= Norman Rydge =

Australian businessman (1900–1980)

Sir Norman Bede Rydge CBE (18 October 1900 – 14 May 1980) was an Australian businessman.

==Biography==
Rydge was born in Sydney to blacksmith William Henry Rydge and Margaret, née McSweeney. He attended Woollahra Superior Public School and Fort Street Boys' High School before becoming a clerk in the Master of Lunacy's Office in February 1916. In 1918 he left the public service and became an accountant, publishing a book in 1921 on federal income tax and another on the Sydney stock exchange. He had become associate of the Commonwealth Institute of Accountants by 1924.

He married Alys Noad, a musician, on 3 July 1926 at Ashfield; that year he also served as mayor of Canterbury. He also became involved in the hotel business, running the Carlton Hotel on Castlereagh Street from 1925 and becoming chairman of Usher's Metropolitan Hotel Ltd, the Pacific Hotel and Mockbell's Ltd. In 1936 he became managing director of Menzies Hotel in Melbourne and also directed Waldas Shoes Ltd.

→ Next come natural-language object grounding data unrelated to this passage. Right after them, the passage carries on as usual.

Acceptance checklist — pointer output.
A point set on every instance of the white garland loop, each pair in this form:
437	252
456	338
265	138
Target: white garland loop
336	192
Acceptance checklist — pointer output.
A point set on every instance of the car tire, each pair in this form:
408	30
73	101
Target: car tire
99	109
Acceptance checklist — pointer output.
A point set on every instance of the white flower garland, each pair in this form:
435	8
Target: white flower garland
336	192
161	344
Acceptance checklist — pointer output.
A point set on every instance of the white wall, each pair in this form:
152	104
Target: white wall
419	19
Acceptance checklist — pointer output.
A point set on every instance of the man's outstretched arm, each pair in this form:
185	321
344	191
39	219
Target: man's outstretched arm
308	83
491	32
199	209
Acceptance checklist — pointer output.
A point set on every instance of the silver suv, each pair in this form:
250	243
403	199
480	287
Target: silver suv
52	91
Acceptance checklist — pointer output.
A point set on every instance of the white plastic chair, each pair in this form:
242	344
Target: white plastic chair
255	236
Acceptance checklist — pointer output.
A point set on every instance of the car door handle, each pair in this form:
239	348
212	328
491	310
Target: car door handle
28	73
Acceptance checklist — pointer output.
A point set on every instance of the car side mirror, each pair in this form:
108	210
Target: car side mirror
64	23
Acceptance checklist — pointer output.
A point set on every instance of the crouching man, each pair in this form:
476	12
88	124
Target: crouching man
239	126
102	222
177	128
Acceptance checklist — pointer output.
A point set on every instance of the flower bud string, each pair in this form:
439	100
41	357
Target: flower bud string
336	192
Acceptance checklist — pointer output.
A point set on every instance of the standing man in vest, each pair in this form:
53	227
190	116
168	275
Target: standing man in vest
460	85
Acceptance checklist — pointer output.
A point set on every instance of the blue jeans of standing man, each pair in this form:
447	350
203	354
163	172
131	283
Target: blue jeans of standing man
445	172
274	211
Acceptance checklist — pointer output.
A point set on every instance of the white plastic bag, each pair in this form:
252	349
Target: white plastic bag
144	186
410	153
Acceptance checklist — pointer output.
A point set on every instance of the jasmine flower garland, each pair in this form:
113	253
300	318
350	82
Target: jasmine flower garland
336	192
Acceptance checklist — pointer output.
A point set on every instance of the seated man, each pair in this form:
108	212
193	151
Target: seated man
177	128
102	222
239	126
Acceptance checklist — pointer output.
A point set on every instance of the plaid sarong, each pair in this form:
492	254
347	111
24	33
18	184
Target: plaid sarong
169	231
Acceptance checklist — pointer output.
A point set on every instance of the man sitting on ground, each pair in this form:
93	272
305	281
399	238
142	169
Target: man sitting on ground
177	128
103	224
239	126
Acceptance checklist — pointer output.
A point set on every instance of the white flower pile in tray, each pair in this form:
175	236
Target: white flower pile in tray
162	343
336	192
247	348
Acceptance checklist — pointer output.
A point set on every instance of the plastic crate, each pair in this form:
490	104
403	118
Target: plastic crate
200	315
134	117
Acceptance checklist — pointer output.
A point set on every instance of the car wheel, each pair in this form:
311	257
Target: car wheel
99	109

In 1928 he established Rydge's Business Journal. He became a significant stock market figure through his company Carlton Investments Ltd. After 1936 he entered the cinema business, becoming managing director of Greater J. D. Williams Amusement Co. Ltd. and Greater Union Theatres Ltd., returning them to profit and establishing Greater Union as an international brand. He began to sell his hotel interests in the mid-1940s to focus on cinema; he was later commissioner of the Rural Bank of New South Wales (1961-75).

He has been called a "toxic influence on the Australian film industry" because of his lack of support of Australian filmmaking in particular that "the most successful Australian film studio in history was needlessly wiped out at its artistic peak under Rydge’s watch."

==Personal life==
Rydge divorced his wife in October 1939 after she left him for another man. He married Vincent Lillian Colefax, a nurse, on 28 December 1939 at Paddington. In September 1949 she and her five-year-old son died, and the following month the coroner found that she had killed her son and committed suicide by carbon monoxide poisoning. Rydge married Phoebe Caroline McEwing, a secretary, on 13 November 1950 at Marrickville.

A United Australia Party member, Rydge ran for the Australian House of Representatives seat of Parramatta against sitting UAP member Sir Frederick Stewart in 1940, without success. He later joined the Liberal Party, but he maintained contacts on the Labor side of politics. He received government appointments from both Robert Askin's Liberal administration and Neville Wran's Labor one.

He was appointed Commander of the Order of the British Empire in 1955 and knighted in 1966. From 1969 he was president of the Museum of Applied Arts and Sciences' trustees, and served as a life governor for the Australian Institute of Management, the Royal Prince Alfred Hospital, and the Alfred and Royal Children's hospitals in Melbourne.

Sir Norman Rydge died in 1980, aged 79, and was cremated.